As a more accessible and less expensive alternative to genetically modified crops that encode RNAi, RNA pesticides are also being produced as sprays (non-PIPs). One of the first applications of RNA-based pesticide spray was to target the Colorado Potato Beetle, which damages potato, tomato, eggplant, and bell pepper plants throughout North America. Scientists targeted the PSMB5 gene, which, when silenced, results in the death of the beetle. The pesticide was also tested on other beetles, and it was found that only agricultural pest beetles were affected by the pesticide. Not only this, but when the pesticide was tested on other insects, such as ladybugs and honey bees, no effect was observed. The fact that RNAi pesticides are able to target only specific pests, are cost-effective, and can be produced on a large scale reflects very positively on their prospects in the future of agriculture. This means that RNA pesticides are not only accessible but also a promising long-term solution to address issues with traditional pesticides.
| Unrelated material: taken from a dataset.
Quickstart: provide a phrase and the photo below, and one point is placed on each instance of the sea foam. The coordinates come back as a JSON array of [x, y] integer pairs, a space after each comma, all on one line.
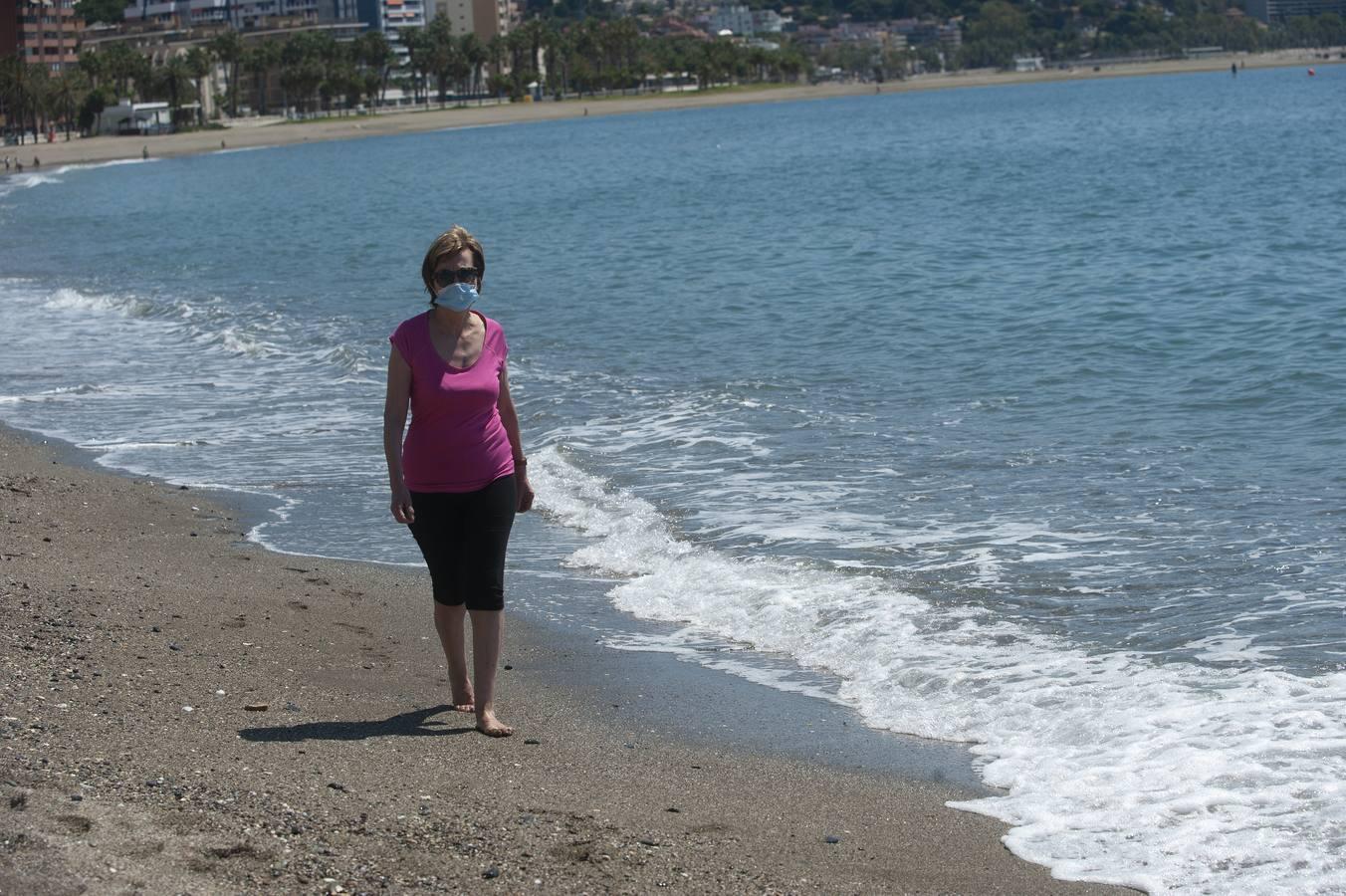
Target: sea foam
[[1117, 769]]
Despite their prospective benefits, there are reasonable doubts that critics have regarding RNA pesticides. One of the most significant of these concerns is the fact that the pesticides are marketed as a spray. Critics are concerned that if these pesticides are used as sprays, it is possible that they may spread across the agroecosystem (ecosystems that support the production of food), making the sprays hard to contain. This is a potential issue because some genes may be unintentionally silenced, meaning non-target species may be affected as well. If untargeted species are affected, the unintentional collapse of an ecosystem is possible. It is also a concern that pests will develop a resistance to the RNA-based pesticides, as they have with traditional pesticides and solutions. This ultimately means that vital organisms required for ecosystems to survive will die while only invasive species and pests remain.

There are many uncertainties concerning the possibility of RNA pesticides, especially due to their incredibly recent development. However, recent research has shown that many previously held concerns regarding RNAi pesticides may not be as significant as once believed. In fact, studies have shown that RNAi pesticides can degrade in soil and water in less than 24 hours, meaning their environmental risks are relatively low compared to traditional chemical pesticides. As research continues, scientists may be able to identify additional genes shared across multiple pest species, allowing RNAi pesticides to become more efficient and effective. Further advancements could also make RNAi pesticide production cheaper, which would in turn increase accessibility for farmers. As further developments are made in the field, RNAi pesticides may eventually reduce the agricultural industry’s dependence on traditional chemical pesticides altogether. While more research is still needed to fully understand their long-term ecological impacts and drawbacks, it is clear that RNA pesticides possess the remarkable potential to change the agriculture industry forever.